You enter Arches National Park and then take a drive to the area where you want to get out of the car.  The drive is spectacular, worth the trip in itself.  Along the way there are three tall rock towers adjacent to each other.  To us the structure became The Three Wise Men from the biblical story of the birth of Jesus.  Their three heads seemed to us to be topped with crowns or headdresses and they seemed poised to worship.   After learning the official name, The Three Gossips, I felt glad to be so grounded in the biblical story that how I see and what I see is shaped by that story.

Having arrived late one afternoon when the park was closing early, we took a trail to an overlook to see the famous Delicate Arch.  What we saw was splendid.  But the next day we hiked to the arch itself.  I even stood under it.  Our appreciation of the arch and why it is such a favorite dramatically changed.  One could say we went from learning about it to being in it.  In the spiritual life the beginning of the life of faith has a luminous and wonderful quality, and yet it is only a shadow of what comes in the journey over time as the truth of the faith becomes a part of you.

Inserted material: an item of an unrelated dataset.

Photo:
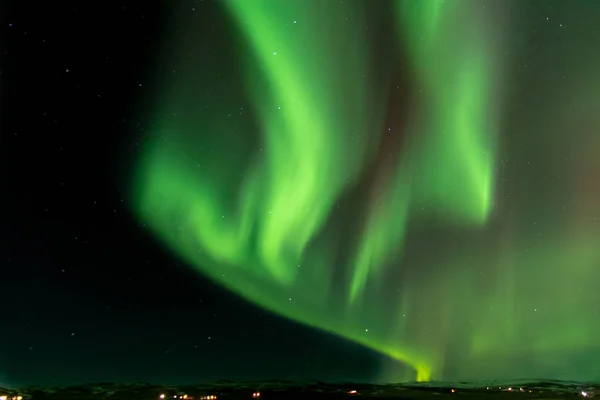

Another area of the park was called Petrified Sand Dunes.  It looked just like wind-swept dunes of white sand.  But geologically they had hardened and rigidified into rock.  I felt warned by them to stay loose, open to the winds of the Spirit, never feeling certain that I had learned all there is to learn, never being so sure that I am right that I can’t learn from someone else, and never working so hard to be in control that nothing can be changed.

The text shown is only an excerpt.